Casos com o da cabeleleira Maria Islaine assassinada com vários tiros pelo seu ex-marido o mecânico Fábio Wiliiam no estado de Minas Gerais, conforme depoimento das amigas que presenciaram o crime, o motivo foi à separação, o autor não admitia que Islaine, terminasse o casamento e fosse viver uma nova vida. Maria fez oito denúncias de agressão contra Fabio. Cada vez mais enfurecido com esta atitude, cumpriu o que prometera “se você não for minha, não será de mais ninguém”

Assim, ocorreu com a advogada Dra Mércia em Guarulhos ao terminar o namoro com o ex-policial e advogado Mizael Bispo. Márcia termina o namoro, rompe a sociedade que tinha com o acusado e misteriosamente desaparece ao sair da casa da avó na cidade de Guarulhos. O corpo é encontrado na represa de Nazaré Paulista. Amigos e familiares dela apontam para a personalidade de Mizael, homem violento e controlador. Os suspeitos do assassinato de Mércia são Mizael e seu irmão Adão.

O goleiro Bruno é o principal suspeito de espancar e ocultar o corpo da ex-namorada Eliza. Elisa postou no youtube um vídeo denunciando Bruno, dizendo que por várias vezes a ameaçou de morte. No vídeo Elisa diz: Caso aconteça algo comigo, todos vão saber que você é o culpado. A estudante esta desaparecida há mais de um mês.

O que esses crimes têm em comum?

COVARDIA!

A nossa Lei Maria da Penha, precisa ser cumprida.

Vamos à luta!

Fonte: Blog "Mulher Viva"

segunda-feira, 17 de maio de 2010

Um ano após a morte de Ana Carolina...




No dia 17 de abril de 2010, a exatamente um mês, fez um ano da morte de Ana Carolina. Brutalmente assassinada por um maníaco que graças a justiça de Deus foi descoberto e preso pelo belo trabalho realizado pela Polícia Civil de Minas Gerais.
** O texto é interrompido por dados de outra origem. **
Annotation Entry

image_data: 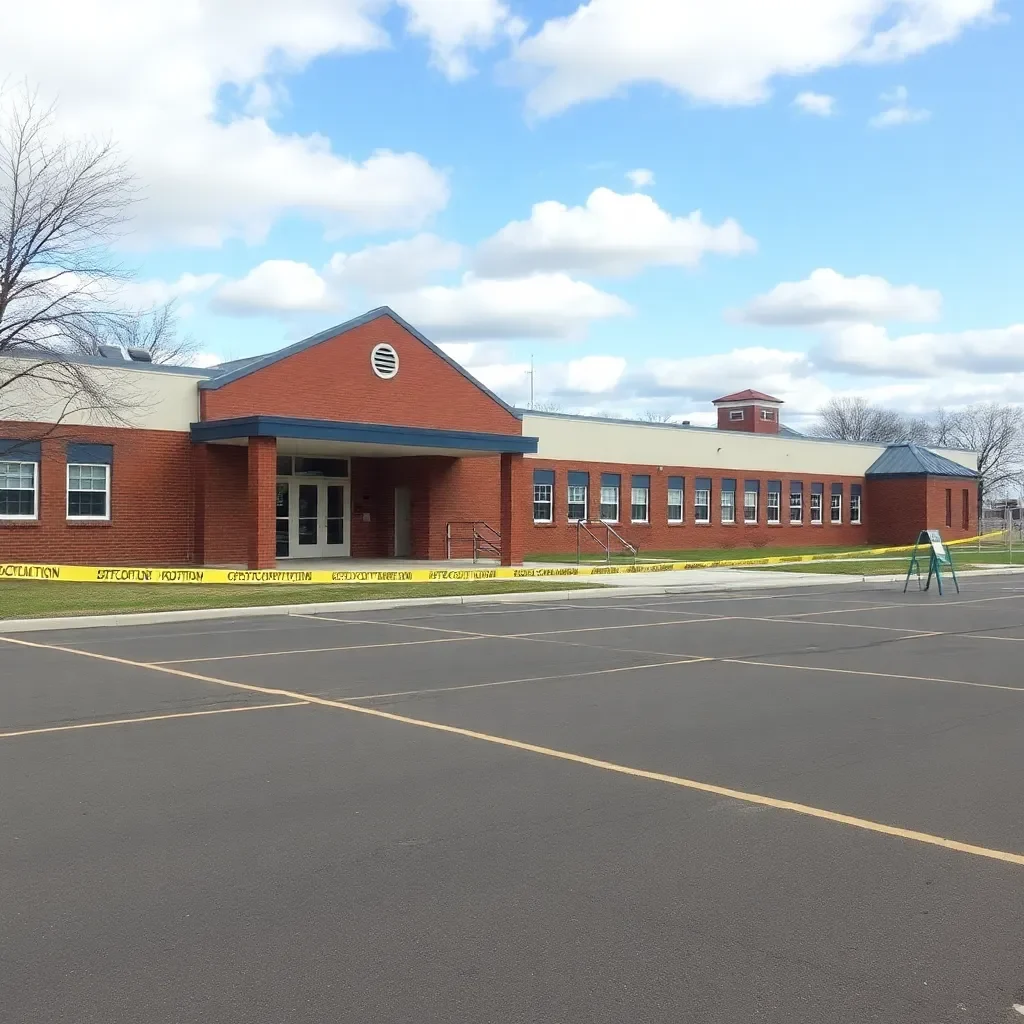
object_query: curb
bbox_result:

O blog "O Grito de Ana" luta pelo fim de todo tipo de violência cometida contra a mulher e a menina, seja em tempo de paz ou em tempo de guerra, seja em um regime ditador ou em um regime democrático, seja na religião A ou na religião B, seja na mais baixa condição social ou na mais alta condição social.

Ana Carolina e sua condição de vítima desse tipo de violência é, respeitosamente, a bandeira utilizada nesse blog para que outras mulheres não sejam mais vitimizadas por palavras, agressões e atitudes que atentam contra a sua integridade física, psicológica, moral e social dentro do contexto da violência de gênero.

Desejamos e lutamos por melhorias sociais, estruturais e legais que venham promover a proteção, o acolhimento, a resposta adequada às vítimas de violência de gênero bem como, em especial, agir na prevenção efetiva evitando que a cada dia mais e mais mulheres somem nas estatísticas criminais como vítimas.

Somente um mês depois, em respeitando a família de Ana Carolina, é que esse post está sendo escrito. Que nessa jovem seja lembrada a luta diária pelo fim de toda forma de violência contra a mulher, que seja lembrada que assim como o seu algoz foi preso e será condenado, outras mulheres também sejam assistida pela justiça e pelos órgão policiais com dignidade, respeito e profissionalismo. Que nessa bela jovem seja encontrada a vontade de viver dignamente de centenas de milhares de mulhes em cada canto desse mundo. E finalmente que essa bela jovem seja a inspiração de cada mulher que com a luta, a força, a inteligência, a coragem e a sabedoria tem conquistado a cada dia seu espaço na sociedade.

O blog "O Grito de Ana" existe para lutar pelo fim da violência contra a mulher.